Last night, I thought I had taken out some chili I had frozen the last time I made it. But, it turned out that I had actually taken out Kita's Tortilla Soup I made a couple of weeks ago. It was even better after being frozen actually.
Since I thought I was making chili, I made some cornbread that I was going to serve with it. Tortilla Soup also has that Tex Mex flair to it so luckily the cornbread still worked.
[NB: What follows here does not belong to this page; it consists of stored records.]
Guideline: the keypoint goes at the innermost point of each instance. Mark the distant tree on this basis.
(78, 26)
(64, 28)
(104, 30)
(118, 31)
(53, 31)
Here is the recipe I used:
Cornbread
1/2 cup butter (1 stick)
2 eggs
1 cup milk
1 cup cornmeal
1 cup flour
1/2 cup sugar
1 teaspoon salt
1/2 teaspoon baking soda
Preheat the oven to 375 degrees.
Melt the butter in a saucepan until it starts to brown just a bit (about 3 minutes). In the meantime, beat the eggs with the milk. Drizzle the butter into the egg and milk mixture whisking constantly so as not to cook the eggs with the hot butter.
In a separate bowl combine cornmeal, flour, sugar, salt and baking soda. Mix well.
Whisk the egg mixture into the dry ingredients and mix until well combined. Pour the batter into a cask iron skillet and bake for 20 to 25 minutes or until a knife inserted in the middle comes out clean.
It's a simple addition to any Tex Mex meal. It also makes a great breakfast the next morning.